Me Barré a sollicité une peine inférieure assortie d'un suivi sociojudiciaire, invoquant la sincérité des remords de son client et un risque de récidive jugé faible. « Ce que je vous demande, c'est de ne pas l'abandonner », a-t-elle conclu lors de sa plaidoirie. Malgré ces arguments, la cour criminelle n'a pas retenu ces demandes et a maintenu la peine de 13 ans de prison.

« Ce n'est pas seulement une question de viols, c'est une véritable traque. » — Avocate générale lors de son réquisitoire

Un procès expéditif et des peines complémentaires lourdes

Le délibéré a été rendu en moins d'une heure par la cour criminelle de l'Indre, qui a confirmé la sévérité de la peine. Outre la réclusion criminelle, le tribunal a prononcé une interdiction définitive d'exercer toute activité professionnelle ou bénévole en contact avec des mineurs, ainsi qu'une interdiction d'entrer en contact avec la victime pendant trois ans. L'accusé a également été inscrit au fichier des auteurs d'infractions sexuelles, une mesure obligatoire dans ce type d'affaires.

Le ministère public avait initialement requis 16 ans de prison, une peine justifiée selon lui par la répétition des faits et le risque de récidive.
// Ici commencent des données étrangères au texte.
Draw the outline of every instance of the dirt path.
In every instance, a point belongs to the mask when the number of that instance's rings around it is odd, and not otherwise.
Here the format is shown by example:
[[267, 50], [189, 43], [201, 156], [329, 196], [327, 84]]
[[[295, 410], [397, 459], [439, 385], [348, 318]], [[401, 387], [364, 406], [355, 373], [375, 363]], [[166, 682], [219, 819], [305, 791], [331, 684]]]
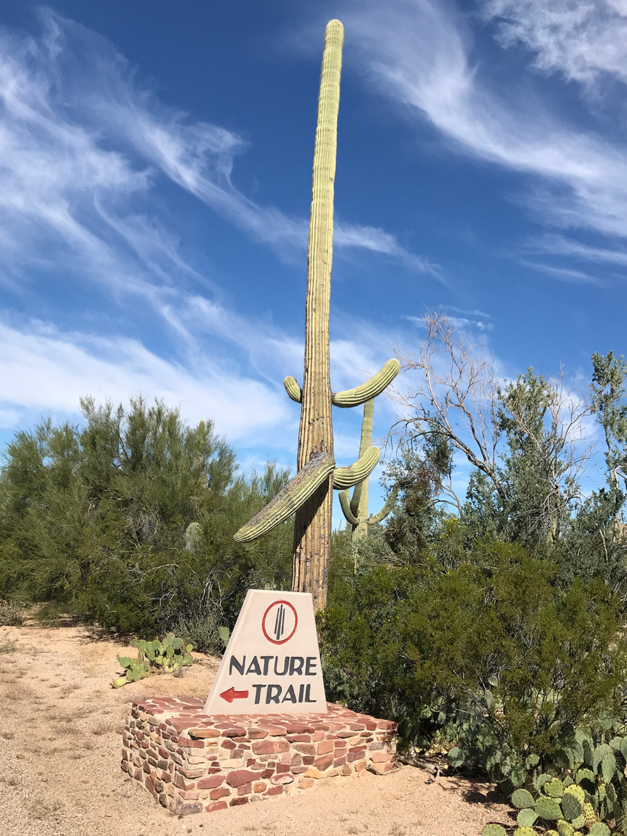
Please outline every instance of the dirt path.
[[[120, 768], [130, 701], [203, 696], [217, 663], [195, 654], [182, 678], [109, 686], [125, 649], [84, 628], [0, 627], [0, 831], [5, 836], [478, 836], [510, 823], [491, 784], [403, 767], [330, 780], [297, 796], [178, 818]], [[130, 649], [133, 655], [135, 650]]]

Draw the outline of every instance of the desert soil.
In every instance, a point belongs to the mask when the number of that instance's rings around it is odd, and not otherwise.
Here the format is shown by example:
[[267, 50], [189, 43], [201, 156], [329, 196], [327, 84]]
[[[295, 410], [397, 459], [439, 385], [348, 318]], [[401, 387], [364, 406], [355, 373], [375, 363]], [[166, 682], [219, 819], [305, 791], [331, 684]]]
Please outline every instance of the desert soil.
[[117, 653], [84, 627], [0, 627], [0, 832], [4, 836], [478, 836], [512, 823], [494, 787], [402, 766], [330, 779], [290, 797], [179, 818], [120, 768], [130, 701], [204, 696], [217, 660], [194, 654], [182, 677], [119, 690]]

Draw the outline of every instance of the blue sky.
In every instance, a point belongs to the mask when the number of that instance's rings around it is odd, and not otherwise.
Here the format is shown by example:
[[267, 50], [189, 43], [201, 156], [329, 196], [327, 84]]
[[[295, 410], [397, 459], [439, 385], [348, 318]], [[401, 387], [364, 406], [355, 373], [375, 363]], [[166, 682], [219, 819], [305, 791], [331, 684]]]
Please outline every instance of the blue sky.
[[[506, 376], [585, 387], [624, 352], [623, 2], [3, 0], [0, 441], [141, 392], [293, 464], [334, 17], [334, 388], [415, 351], [427, 308]], [[335, 413], [339, 464], [359, 421]]]

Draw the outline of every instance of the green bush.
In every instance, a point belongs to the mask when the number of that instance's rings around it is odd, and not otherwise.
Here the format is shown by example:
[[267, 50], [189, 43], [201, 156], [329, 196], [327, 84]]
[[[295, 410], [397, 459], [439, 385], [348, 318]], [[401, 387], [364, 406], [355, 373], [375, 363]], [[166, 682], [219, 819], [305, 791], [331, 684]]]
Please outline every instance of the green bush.
[[575, 728], [619, 711], [627, 674], [607, 587], [558, 581], [549, 560], [477, 541], [456, 569], [379, 567], [336, 584], [320, 621], [329, 697], [520, 785]]
[[24, 612], [15, 601], [0, 601], [0, 627], [21, 627]]
[[286, 583], [291, 522], [250, 547], [233, 534], [288, 471], [240, 476], [211, 421], [161, 401], [81, 407], [83, 427], [43, 421], [7, 446], [0, 596], [155, 636], [207, 610], [232, 626], [248, 588]]
[[222, 624], [221, 614], [216, 610], [181, 619], [172, 626], [172, 630], [186, 644], [192, 644], [199, 653], [214, 656], [222, 655], [229, 637], [229, 630]]
[[112, 688], [121, 688], [128, 682], [139, 682], [152, 673], [173, 673], [175, 676], [182, 674], [184, 665], [191, 665], [192, 645], [186, 645], [185, 641], [174, 633], [168, 633], [163, 641], [155, 639], [146, 641], [138, 639], [133, 642], [133, 647], [137, 648], [137, 658], [120, 656], [118, 661], [125, 669], [124, 676], [111, 682]]

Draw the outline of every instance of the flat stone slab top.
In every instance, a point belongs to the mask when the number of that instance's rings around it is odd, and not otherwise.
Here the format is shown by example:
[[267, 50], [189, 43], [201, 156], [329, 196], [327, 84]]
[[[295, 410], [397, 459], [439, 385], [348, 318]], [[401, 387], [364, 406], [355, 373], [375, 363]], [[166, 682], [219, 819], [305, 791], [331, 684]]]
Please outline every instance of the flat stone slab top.
[[395, 765], [396, 724], [327, 703], [317, 714], [202, 713], [192, 696], [133, 702], [122, 769], [177, 815], [224, 809], [313, 787], [320, 778], [380, 775]]

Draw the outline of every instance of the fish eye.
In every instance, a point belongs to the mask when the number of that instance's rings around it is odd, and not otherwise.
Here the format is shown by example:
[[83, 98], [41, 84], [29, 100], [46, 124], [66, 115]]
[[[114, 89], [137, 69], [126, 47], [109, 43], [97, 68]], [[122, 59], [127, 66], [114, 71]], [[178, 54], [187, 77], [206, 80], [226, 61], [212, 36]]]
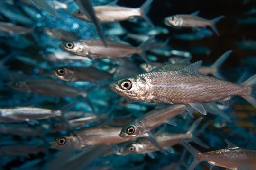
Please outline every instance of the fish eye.
[[65, 70], [63, 68], [60, 68], [57, 70], [58, 74], [61, 75], [64, 75], [65, 74]]
[[134, 128], [132, 126], [128, 127], [127, 129], [126, 129], [126, 132], [127, 132], [127, 133], [129, 135], [133, 134], [134, 132], [135, 132], [135, 129], [134, 129]]
[[66, 138], [64, 137], [62, 137], [58, 139], [58, 144], [59, 145], [64, 144], [66, 143]]
[[12, 85], [14, 87], [18, 87], [19, 86], [19, 83], [18, 82], [12, 82]]
[[72, 42], [67, 42], [65, 46], [68, 48], [72, 48], [74, 47], [74, 44]]
[[135, 151], [135, 147], [134, 146], [131, 146], [128, 148], [128, 150], [131, 152]]
[[124, 90], [129, 90], [131, 88], [131, 83], [129, 80], [125, 80], [121, 82], [120, 88]]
L'accusation avait en effet mis en lumière la dimension systématique des agressions, soulignant que l'accusé avait multiplié les allers-retours devant le domicile de la victime et proféré des menaces, renforçant ainsi la contrainte morale exercée sur elle.

Et maintenant ?

Le condamné dispose d'un délai de dix jours pour faire appel de la décision rendue par la cour criminelle de l'Indre. Si aucune voie de recours n'est engagée, il purgera sa peine dans un établissement pénitentiaire adapté. Par ailleurs, l'interdiction définitive d'exercer auprès de mineurs prendra effet immédiatement après l'expiration de sa peine, tandis que l'interdiction de contact avec la victime restera en vigueur pendant trois ans.

Cette affaire rappelle les enjeux de protection des mineurs au sein des structures associatives ou éducatives, où les relations de confiance peuvent être détournées à des fins criminelles. Les peines complémentaires prononcées visent précisément à empêcher toute récidive ou tout contact futur avec des victimes potentielles, un aspect essentiel pour la société et les familles.

La cour criminelle de l'Indre a prononcé une inéligibilité de dix ans, une interdiction définitive d'exercer toute activité professionnelle ou bénévole en contact avec des mineurs, une interdiction d'entrer en contact avec la victime pendant trois ans, ainsi que l'inscription de l'accusé au fichier automatisé des auteurs d'infractions sexuelles.